Abstract

Karachaganak field was discovered in northwestern Kazakhstan by Uralskneftegasgeologia in 1979 and first produced by KarachaganakGazprom in 1984. The shareholder group of Ente Nazionale Idrocarburi–Agip (ENI-Agip), BG Group, Texaco (now ChevronTexaco), and Lukoil operates the field under a 40-yr production-sharing agreement that was signed with the Republic of Kazakhstan in November 1997 to optimize technical and economic recovery. The Karachaganak reservoir (13 25 km) is a giant retrograde gas-condensate-oil reservoir with a 1650-m hydrocarbon column and in-place hydrocarbons of 17.78 billion BOE. In the field, 252 wells have been drilled, with 163 available for production. An ongoing workover program has restored previously declining production to historic maximum levels. The current optimization plan calls for a partial depletion and enhanced gravity-drainage strategy that involves partial pressure maintenance through gas recycling and development of the oil rim using horizontal wells. Heterogeneous biohermal and platform carbonates ranging in age from Late Devonian (Famennian) to Early Permian (Artinskian) comprise the primary reservoir section. From Late Devonian to early Carboniferous, the Karachaganak massif evolved from a ramplike setting into an isolated, atoll-like carbonate platform along the northern margin of the Pre-Caspian Basin.
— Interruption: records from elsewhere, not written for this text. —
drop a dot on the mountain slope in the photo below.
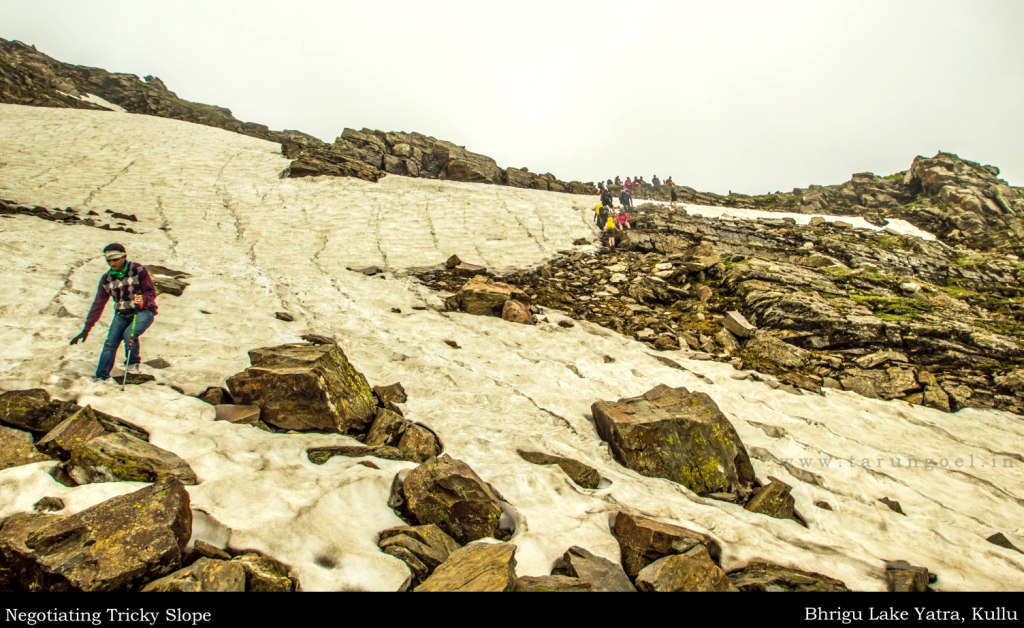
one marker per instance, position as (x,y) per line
(212,204)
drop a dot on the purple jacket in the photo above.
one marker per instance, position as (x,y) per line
(135,281)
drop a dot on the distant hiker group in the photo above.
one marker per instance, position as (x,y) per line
(611,220)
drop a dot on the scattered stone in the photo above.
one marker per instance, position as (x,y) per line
(245,415)
(677,434)
(73,431)
(16,449)
(773,500)
(1001,540)
(48,504)
(477,567)
(320,455)
(315,339)
(582,474)
(483,296)
(421,547)
(738,325)
(905,578)
(216,395)
(114,546)
(773,578)
(600,573)
(204,575)
(392,392)
(415,442)
(264,575)
(644,540)
(893,505)
(692,572)
(553,584)
(449,493)
(516,311)
(305,387)
(117,456)
(31,410)
(465,269)
(207,550)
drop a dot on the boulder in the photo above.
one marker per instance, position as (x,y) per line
(117,545)
(690,572)
(392,393)
(449,493)
(117,457)
(461,165)
(477,567)
(215,395)
(74,431)
(204,575)
(320,455)
(16,449)
(264,575)
(582,474)
(415,442)
(305,387)
(679,435)
(553,584)
(33,410)
(48,504)
(421,547)
(517,311)
(738,325)
(773,500)
(483,296)
(905,578)
(600,573)
(246,415)
(644,540)
(773,578)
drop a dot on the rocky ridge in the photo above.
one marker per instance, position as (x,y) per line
(961,201)
(29,77)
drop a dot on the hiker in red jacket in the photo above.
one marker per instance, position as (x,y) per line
(134,299)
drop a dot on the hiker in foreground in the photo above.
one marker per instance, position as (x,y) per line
(134,300)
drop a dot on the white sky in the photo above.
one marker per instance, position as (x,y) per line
(743,95)
(211,203)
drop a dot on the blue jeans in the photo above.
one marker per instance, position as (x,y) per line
(121,332)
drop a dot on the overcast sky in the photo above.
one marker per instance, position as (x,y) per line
(748,96)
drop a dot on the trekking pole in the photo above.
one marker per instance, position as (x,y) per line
(128,352)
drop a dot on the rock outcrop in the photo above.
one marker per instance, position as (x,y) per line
(477,567)
(29,77)
(448,493)
(305,387)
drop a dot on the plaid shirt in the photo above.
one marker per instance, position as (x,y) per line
(135,281)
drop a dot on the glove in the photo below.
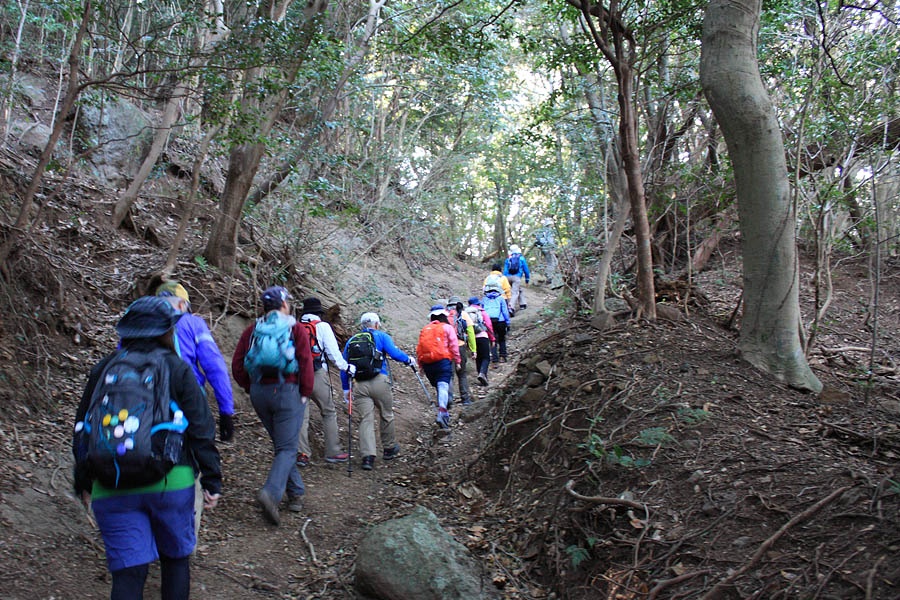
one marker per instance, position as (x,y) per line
(226,427)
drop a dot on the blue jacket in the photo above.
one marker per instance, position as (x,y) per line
(383,344)
(504,309)
(523,268)
(197,348)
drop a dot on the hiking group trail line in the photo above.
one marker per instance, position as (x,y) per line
(238,554)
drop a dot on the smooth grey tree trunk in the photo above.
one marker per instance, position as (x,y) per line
(729,74)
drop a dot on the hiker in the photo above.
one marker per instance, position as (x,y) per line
(198,349)
(323,345)
(141,489)
(273,363)
(496,280)
(484,337)
(515,268)
(465,334)
(196,346)
(371,389)
(495,306)
(545,239)
(438,351)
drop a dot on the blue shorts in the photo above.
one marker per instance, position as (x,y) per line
(136,528)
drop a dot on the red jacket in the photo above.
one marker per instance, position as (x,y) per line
(304,377)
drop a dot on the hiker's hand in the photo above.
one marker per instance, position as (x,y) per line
(226,427)
(210,500)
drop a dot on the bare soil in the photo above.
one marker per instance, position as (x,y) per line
(696,467)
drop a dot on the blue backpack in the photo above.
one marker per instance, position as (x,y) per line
(493,306)
(132,433)
(514,264)
(271,352)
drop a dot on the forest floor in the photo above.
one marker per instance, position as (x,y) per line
(700,468)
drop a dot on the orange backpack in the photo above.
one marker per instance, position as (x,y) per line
(432,345)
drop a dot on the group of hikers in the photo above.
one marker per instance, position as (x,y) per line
(146,461)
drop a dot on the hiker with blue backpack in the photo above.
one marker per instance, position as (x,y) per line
(142,427)
(272,362)
(494,305)
(198,349)
(515,268)
(368,351)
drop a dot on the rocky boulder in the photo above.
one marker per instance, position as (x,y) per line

The Carboniferous platform consists of marginal bioherm and bioherm slope facies, with a relatively small internal lagoon dominated by skeletal grain-dominated facies. Permian pinnaclelike bioherms and bioherm slope facies overlie an erosional unconformity at the top of the Carboniferous. The regional seal for the reservoir is formed by Lower Permian (Kungurian) sulfates and evaporites that immediately overlie the Artinskian carbonates. Limestone and dolomite reservoirs are generally low porosity and low permeability (6% porosity cutoff corresponds to 0.2 md permeability). Whereas dolomitization locally enhances reservoir quality, there is no apparent correlation between dolomite content and effective porosity. Initial reservoir quality is adversely affected by diagenetic processes, including early-marine calcite cementation and later anhydrite precipitation. For the three production objects, average core porosities range from 9.67% to 11.70%, and average core permeabilities range from 9.97 to 14.54 md.